O tempo conspira e inspira o artista. Tudo em Leonam Fleury parece impregnado de história. Nessa arqueologia da memória o artista constrói e enfrenta as suas lembranças, suas lendas, seus resquícios e resíduos, suas memórias, seus fantasmas e suas fantasias, as belas e as feras de um cenário intenso e misterioso. Aqui, na verdade, o palco é fato, é fábula do real.
Toda produção do artista repousa na clareza e na interpretação do real, interferindo e transformando a realidade sem dela se abandonar por inteiro. A figuração aqui é viva, é Vida, fonte e jorro de poesia. Sem temer o caráter ilustrativo, Leonam Fleury o supera através do principal instrumento do artista: a inteligência. Suas imagens são esquemas mentais nas quais a luta, o mistério, o medo e o afeto articulam-se de maneira ordenada e poética, regida pela clareza e por uma espécie de silêncio que acentua a sua força expressiva.
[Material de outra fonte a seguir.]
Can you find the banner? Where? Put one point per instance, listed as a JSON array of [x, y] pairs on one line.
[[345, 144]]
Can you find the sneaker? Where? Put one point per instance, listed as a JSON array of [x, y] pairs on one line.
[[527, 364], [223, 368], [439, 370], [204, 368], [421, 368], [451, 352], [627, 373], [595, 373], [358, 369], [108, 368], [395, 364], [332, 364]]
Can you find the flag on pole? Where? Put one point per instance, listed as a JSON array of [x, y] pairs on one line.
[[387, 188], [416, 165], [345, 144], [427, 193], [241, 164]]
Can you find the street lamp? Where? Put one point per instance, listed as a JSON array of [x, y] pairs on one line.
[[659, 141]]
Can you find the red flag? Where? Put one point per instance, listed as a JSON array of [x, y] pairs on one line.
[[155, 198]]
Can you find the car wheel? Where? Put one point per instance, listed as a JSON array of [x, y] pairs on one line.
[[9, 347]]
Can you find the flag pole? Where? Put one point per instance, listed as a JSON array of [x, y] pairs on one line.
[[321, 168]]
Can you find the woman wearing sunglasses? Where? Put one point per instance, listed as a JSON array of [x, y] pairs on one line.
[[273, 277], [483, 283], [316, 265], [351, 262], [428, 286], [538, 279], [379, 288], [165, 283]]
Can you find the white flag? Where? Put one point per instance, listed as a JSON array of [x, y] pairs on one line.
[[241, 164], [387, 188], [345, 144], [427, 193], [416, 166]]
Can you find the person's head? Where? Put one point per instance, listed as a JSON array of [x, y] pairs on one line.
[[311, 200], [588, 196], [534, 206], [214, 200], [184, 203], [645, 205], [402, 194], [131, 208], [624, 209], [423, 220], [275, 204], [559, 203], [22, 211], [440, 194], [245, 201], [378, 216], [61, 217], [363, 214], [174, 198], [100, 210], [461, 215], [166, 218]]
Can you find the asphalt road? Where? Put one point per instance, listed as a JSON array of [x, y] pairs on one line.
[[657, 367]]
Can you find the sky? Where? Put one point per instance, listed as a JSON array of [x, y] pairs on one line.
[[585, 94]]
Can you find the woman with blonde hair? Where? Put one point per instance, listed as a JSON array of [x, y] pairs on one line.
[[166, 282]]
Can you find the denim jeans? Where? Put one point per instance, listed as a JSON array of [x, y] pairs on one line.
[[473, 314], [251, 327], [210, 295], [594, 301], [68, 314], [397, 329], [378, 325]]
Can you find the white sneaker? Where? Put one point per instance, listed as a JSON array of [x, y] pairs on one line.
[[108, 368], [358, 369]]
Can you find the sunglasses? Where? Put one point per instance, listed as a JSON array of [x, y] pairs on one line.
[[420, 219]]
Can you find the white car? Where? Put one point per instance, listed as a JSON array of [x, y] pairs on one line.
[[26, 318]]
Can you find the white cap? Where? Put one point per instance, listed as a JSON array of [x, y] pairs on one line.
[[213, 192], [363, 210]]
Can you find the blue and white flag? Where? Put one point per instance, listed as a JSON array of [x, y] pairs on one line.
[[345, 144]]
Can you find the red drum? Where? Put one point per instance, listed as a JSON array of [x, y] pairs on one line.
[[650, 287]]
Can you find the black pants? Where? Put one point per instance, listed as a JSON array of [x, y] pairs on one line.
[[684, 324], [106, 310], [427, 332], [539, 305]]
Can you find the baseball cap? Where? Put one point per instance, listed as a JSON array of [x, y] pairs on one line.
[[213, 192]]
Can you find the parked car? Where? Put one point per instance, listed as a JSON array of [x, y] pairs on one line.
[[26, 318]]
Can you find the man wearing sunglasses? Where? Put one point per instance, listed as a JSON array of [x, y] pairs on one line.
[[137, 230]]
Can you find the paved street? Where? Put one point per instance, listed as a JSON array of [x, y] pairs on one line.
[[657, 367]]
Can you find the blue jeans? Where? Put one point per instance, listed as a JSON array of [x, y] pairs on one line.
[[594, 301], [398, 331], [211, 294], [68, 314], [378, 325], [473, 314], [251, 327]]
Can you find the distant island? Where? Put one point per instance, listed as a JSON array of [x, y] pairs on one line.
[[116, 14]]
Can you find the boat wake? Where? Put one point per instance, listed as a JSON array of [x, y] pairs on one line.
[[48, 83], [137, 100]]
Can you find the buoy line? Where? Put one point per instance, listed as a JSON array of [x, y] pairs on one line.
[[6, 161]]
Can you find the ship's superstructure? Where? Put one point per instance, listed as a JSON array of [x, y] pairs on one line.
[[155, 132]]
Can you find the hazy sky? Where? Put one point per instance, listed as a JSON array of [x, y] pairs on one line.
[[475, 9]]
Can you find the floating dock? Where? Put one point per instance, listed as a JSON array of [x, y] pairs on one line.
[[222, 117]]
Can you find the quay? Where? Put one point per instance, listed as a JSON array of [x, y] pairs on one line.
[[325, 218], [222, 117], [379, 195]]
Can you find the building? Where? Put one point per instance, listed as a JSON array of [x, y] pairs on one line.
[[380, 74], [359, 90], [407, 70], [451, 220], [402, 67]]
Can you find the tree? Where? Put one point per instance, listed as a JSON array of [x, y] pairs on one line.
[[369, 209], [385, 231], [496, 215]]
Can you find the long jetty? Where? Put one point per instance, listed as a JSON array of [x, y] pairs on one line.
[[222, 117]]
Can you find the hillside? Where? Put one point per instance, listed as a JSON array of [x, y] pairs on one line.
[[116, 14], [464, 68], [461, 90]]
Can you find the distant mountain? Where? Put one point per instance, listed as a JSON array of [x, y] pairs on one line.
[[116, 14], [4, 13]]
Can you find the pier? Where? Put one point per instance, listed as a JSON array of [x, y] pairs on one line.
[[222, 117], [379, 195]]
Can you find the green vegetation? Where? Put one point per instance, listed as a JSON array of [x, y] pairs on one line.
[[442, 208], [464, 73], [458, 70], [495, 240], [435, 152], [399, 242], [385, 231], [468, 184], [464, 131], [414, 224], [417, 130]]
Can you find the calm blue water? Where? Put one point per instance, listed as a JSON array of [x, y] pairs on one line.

Dos grandes painéis pictóricos às pequenas gravuras e desenhos que compõem grande parte da produção do artista aflora a evidência de uma linguagem estruturada, pensada e executada com precisão de um artista que comanda seus instrumentos como um maestro comanda a sua orquestra. Por isso não importa a técnica, nem mesmo as dimensões. Toda a produção de Leonam Fleury é fruto do talento e da inteligência, mas é também, e principalmente, o resultado de uma emocionada e sensível honestidade intelectual. A ética, aqui, rege o espetáculo.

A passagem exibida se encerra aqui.